Nel nordest manifatturiero, non a caso, settembre 2006 su 2008 i ritardi aziendali negli incassi sono passati dal 44,2 al 57,3%. Incassi dopo e devi pagare prima, eccolo il cortocircuito. Perché le materie prime o le paghi alla scadenza o il fornitore ti molla. Non bastasse, il baco scava nelle filiere del made in Italy. Per Fabio Storchi, presidente di Comer industries, una delle grandi aziende metalmeccaniche reggiane, «a soffrire di più sono i comparti legati all'edilizia (macchine movimento terra e da cantiere e elettrodomestici). E presto si vedranno effetti su occupazione, ordinativi e indotto». L'Ance stima addirittura in un +11% gli insoluti di pagamento tra propri associati, specie al Sud. «La stretta si fa sentire sulle operazioni a primo rischio», rincara Michele Tronconi, presidente in pectore di Sistema moda Italia. «Ma se le banche stringono sulle lettere di credito, cosa mai trasformiamo in Italia che sia poi da esportare? Dal cotone, alla lana, alla seta, infatti, importiamo tutto». Ricadute? «Molti, a cascata, pagano già in ritardo i propri fornitori».
Poi c'è il problema degli incassi dai grandi gruppi, che stanno scaricando sul credito di fornitura le sofferenze. Vale per le griffe della moda, come ammettono da Biella, dove si concentra la produzione del lusso di mezzo mondo. «E vale per la Gdo», conferma l'economista agro-alimentare Gian Luca Bagnara. «I grandi supermercati, infatti, si stanno trasformando in soft discount. Spingono linee di primo prezzo attraverso un vero boom, +20%, di prodotti a marca propria». Il pendant è che i pagamenti ad esempio nell'ortofrutta oscillano ormai tra i 120-150 giorni.
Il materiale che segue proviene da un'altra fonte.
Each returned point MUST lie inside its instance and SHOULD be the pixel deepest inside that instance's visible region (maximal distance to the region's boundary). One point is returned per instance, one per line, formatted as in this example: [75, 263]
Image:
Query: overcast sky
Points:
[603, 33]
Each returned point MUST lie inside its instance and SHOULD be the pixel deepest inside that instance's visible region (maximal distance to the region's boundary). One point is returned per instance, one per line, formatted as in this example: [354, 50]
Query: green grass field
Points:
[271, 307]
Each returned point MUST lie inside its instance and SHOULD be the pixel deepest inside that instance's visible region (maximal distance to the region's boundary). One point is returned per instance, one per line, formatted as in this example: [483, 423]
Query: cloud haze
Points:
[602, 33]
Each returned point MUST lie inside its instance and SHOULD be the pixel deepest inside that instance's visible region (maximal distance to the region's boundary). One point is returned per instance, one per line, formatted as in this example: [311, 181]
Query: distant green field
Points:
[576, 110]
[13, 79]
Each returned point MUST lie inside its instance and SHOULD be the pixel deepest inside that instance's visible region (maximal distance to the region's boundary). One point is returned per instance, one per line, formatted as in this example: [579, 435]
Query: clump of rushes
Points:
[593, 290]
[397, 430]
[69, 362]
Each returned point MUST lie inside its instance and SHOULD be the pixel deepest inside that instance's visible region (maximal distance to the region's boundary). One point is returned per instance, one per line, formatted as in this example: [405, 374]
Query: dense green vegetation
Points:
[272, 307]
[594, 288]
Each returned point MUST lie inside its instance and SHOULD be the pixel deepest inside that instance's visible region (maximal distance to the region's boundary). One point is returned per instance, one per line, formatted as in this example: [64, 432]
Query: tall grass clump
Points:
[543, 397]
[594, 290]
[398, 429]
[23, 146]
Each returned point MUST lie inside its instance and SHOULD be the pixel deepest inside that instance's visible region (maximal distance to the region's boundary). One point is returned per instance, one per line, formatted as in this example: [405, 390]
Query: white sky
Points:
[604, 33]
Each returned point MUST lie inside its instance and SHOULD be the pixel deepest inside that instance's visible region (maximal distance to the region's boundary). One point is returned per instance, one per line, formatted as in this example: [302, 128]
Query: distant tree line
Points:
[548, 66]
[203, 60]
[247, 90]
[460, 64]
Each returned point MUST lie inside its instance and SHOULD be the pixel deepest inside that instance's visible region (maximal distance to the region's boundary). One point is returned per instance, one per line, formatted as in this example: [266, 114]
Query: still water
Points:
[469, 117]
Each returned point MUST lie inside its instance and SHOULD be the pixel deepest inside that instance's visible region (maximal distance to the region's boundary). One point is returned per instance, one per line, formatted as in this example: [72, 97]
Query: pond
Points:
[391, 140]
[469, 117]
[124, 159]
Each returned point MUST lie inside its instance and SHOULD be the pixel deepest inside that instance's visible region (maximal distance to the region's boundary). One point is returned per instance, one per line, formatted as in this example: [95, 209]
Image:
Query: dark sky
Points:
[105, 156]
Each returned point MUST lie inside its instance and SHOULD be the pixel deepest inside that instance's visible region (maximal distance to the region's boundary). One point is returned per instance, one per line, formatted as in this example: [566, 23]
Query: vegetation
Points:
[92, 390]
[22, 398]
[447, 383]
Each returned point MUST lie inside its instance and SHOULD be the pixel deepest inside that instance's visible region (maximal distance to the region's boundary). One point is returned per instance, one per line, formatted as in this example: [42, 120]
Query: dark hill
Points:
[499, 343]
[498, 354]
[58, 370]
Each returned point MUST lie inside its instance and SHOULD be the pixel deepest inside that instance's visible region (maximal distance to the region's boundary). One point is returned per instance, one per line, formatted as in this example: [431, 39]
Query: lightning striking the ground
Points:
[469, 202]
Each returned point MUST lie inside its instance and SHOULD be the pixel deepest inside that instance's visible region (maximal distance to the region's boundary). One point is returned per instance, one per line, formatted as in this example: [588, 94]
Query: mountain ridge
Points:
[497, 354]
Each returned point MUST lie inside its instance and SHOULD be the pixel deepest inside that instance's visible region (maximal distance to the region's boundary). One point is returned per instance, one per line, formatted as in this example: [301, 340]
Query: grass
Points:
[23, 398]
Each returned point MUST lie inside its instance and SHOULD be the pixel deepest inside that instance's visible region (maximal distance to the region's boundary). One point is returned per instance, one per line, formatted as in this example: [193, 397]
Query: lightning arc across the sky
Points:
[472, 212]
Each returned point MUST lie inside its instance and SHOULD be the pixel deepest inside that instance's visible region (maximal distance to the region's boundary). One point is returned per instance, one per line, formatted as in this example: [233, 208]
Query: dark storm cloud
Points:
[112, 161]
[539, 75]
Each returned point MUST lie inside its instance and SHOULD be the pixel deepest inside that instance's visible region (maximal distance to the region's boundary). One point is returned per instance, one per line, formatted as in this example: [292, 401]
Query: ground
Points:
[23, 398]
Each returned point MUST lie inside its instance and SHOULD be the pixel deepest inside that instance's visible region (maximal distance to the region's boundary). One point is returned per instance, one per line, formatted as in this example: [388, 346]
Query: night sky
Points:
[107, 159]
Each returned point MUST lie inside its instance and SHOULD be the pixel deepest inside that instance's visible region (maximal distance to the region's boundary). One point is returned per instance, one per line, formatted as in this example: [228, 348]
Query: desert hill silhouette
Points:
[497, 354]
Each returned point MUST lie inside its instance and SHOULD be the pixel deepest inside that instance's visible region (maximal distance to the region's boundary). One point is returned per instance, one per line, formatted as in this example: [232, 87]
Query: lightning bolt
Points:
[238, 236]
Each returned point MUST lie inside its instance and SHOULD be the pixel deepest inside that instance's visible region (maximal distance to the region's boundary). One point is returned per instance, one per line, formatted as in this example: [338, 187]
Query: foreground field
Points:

Inoltre, molte catene spostano i pagamenti a gennaio, per non intaccare il bilancio di quest'anno, «quando un ritardo di 10 giorni negli incassi provoca un peggioramento di 0,2 punti del Roi in un'industria alimentare già ultra esposta all'indebitamento bancario (4 volte superiore a quello Ue)». Perché alla fine sempre lì si torna: alle banche che temono il taglio del rating e chiedono ai piccoli di rientrare per ri-patrimonializzarsi. Allargando il baco dei pagamenti.